Scientific American describes the rise and demise of Telstar 1:
In 1962, a small spherical satellite weighing about 77 kilograms was launched from Cape Canaveral.  Its name was Telstar 1, and it was the first commercial telecommunications satellite—the first of a long line that have led to today's digitally connected world, where television programs and other media are easily accessible at locations across the globe.
By the following February, however, Telstar 1 had been completely fried by energetic electrons from a U.S. high-altitude nuclear test.

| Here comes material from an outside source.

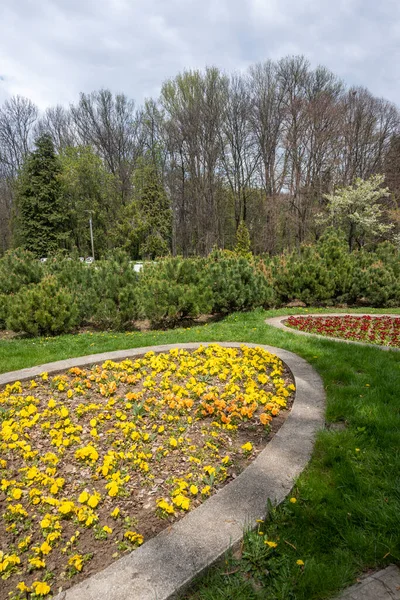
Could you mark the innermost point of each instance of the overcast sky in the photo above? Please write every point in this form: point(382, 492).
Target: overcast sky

Walter Brown, a Bell Laboratories engineer who worked on the project, recalls Telstar 1’s triumphs and untimely demise. Currently a professor of materials science and engineering at Lehigh University, he says it was his job to “examine how radiation in space affects solar cells and semiconductors.” He got rather more than he bargained for.
The day before launch, the U.S. had set off a nuclear explosion at an altitude of 400 kilometers just southwest of Johnston Island in the Pacific Ocean. The test, known as Starfish Prime, released the energy equivalent of 1.4 megatons (million tons) of TNT—creating a huge electromagnetic pulse that produced spectacular aurora over the Pacific.
"The people who set off the nuclear explosion were totally surprised by the huge number of high energy electrons that were released," Brown says. "They had no idea this would be the case until we started seeing this huge flux, a hundred times what was predicted."
The satellite unwittingly became an experiment to analyze the aftermath of a nuclear blast on electronic equipment. "We learned a lot about radiation damage from Telstar 1," he says. "Initially, Telstar 1 couldn't be turned on, some transistors had failed. But the electronics engineers figured a way around that and got it working."
Their efforts bought enough time for the satellite to prove its worth.
It is absolutely amazing that scientists were just setting off massive nuclear explosions without any real idea of what might happen.  That is a pretty major oops.  I wonder how many people died from cancer and radiation sickness over the previous 60 years because of those tests?  I would think it would be a hell of a lot.